I’d seen her do it many times. After getting dressed, she spins around, looks me in the eye, and with a girlish smile asks, “How do I look.” The answer is always the same, “You’re beautiful.” At 85, my Aunt Jeanne Marie is still the most beautiful woman I know.At a time when the Internet daily shoves images of the ideal beauty at me, none compare to this woman who has so richly impacted my life.
![]() |
| Aunt Jeanne Marie, Nora, Sheila, and me |
Once, as a little girl, I sat in the bathroom and watched Aunt Jeanne Marie go through her nightly ritual of washing her face. When I asked her what she was doing, she said, “Honey, whatever you do for your skin it will appreciate.” But today, Aunt Jeanne Marie isn’t beautiful because of the moisturizer she used. She’s beautiful because of the woman she became.
Her’s was a life like most of ours, filled with grief and sorrow, joy and triumphs. But she chose to focus on the good. Like when she could have no children of her own, so she stepped in and helped my mother raise her six.

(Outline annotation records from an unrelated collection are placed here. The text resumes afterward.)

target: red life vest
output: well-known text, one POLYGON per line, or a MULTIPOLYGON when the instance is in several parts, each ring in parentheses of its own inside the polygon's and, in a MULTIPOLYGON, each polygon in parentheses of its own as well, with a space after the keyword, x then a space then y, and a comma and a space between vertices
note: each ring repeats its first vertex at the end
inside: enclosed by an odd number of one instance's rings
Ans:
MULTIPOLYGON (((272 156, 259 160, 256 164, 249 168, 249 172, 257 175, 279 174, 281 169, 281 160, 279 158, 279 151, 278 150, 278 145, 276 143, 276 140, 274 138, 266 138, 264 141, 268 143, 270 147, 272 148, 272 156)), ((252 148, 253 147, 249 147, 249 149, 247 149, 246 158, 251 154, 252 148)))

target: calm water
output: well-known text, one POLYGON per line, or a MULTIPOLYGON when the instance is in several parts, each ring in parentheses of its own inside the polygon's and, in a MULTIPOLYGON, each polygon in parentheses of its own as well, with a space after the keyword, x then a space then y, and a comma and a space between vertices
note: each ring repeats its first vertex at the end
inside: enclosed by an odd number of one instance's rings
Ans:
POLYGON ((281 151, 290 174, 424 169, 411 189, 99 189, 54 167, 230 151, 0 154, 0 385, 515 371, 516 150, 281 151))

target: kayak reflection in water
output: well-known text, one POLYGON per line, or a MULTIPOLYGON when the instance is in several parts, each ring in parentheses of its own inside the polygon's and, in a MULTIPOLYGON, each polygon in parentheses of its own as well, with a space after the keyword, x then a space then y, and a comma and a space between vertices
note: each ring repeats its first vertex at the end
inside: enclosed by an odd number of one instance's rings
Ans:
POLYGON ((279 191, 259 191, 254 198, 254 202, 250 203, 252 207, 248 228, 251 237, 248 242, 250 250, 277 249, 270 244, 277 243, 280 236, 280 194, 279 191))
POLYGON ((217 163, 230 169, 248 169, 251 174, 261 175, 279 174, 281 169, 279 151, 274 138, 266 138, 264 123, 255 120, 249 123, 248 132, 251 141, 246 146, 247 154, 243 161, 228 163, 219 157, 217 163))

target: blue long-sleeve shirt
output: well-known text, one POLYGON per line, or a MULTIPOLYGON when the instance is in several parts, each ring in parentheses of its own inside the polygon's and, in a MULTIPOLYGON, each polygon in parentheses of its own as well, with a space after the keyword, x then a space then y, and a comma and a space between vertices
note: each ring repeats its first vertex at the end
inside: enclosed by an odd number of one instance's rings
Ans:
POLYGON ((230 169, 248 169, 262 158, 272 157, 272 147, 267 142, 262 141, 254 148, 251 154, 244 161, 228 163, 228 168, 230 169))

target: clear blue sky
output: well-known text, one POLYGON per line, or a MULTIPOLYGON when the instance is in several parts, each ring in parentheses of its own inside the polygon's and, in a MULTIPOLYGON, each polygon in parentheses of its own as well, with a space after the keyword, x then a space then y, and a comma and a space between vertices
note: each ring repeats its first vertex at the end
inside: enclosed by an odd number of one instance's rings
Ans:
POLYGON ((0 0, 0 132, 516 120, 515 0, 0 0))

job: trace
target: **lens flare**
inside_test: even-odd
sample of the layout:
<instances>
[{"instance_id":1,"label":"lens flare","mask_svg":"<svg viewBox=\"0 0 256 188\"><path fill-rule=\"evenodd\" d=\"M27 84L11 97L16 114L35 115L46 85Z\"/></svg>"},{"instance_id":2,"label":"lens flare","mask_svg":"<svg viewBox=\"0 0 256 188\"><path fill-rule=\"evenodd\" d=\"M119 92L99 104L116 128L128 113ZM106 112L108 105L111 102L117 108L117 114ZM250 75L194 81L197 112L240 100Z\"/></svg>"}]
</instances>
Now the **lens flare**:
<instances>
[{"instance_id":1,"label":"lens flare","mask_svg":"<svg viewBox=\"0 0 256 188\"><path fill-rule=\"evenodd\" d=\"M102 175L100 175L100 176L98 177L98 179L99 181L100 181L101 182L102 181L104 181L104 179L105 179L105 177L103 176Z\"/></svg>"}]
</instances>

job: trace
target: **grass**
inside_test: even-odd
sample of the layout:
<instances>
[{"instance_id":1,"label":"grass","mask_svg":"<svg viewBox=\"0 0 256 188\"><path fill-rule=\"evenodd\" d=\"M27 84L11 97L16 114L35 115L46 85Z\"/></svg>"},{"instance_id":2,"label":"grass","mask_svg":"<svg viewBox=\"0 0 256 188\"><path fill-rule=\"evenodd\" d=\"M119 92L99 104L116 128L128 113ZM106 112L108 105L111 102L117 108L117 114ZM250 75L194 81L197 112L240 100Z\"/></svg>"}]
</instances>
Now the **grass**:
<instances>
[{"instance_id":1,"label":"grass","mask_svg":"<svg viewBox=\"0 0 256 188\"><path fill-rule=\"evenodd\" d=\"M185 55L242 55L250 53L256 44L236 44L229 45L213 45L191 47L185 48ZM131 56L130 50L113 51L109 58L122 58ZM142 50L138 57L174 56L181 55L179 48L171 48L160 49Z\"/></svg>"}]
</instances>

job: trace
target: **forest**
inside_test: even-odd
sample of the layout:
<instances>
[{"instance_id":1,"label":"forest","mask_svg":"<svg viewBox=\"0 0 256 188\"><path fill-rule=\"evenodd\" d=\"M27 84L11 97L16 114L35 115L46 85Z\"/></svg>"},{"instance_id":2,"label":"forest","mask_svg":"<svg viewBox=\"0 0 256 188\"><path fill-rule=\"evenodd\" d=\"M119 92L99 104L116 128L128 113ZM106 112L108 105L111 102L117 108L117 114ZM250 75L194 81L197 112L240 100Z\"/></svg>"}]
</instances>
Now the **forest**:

Today, she and my Uncle Eugene live in a little house in San Francisco. They don’t have much because they enjoyed giving most of their possessions away.
![]() |
| Aunt Jeanne Marie, my granddaughter Juliette, Uncle Eugene, my sister Sheila |

It’s easy when we’re young to rely on our exterior appearance. But by the time we’re in our fifties, our face tends to reflect the people we really are. Our wrinkles are the imbedded joys, sorrows, and tensions we’ve chosen to spend our lives focusing on.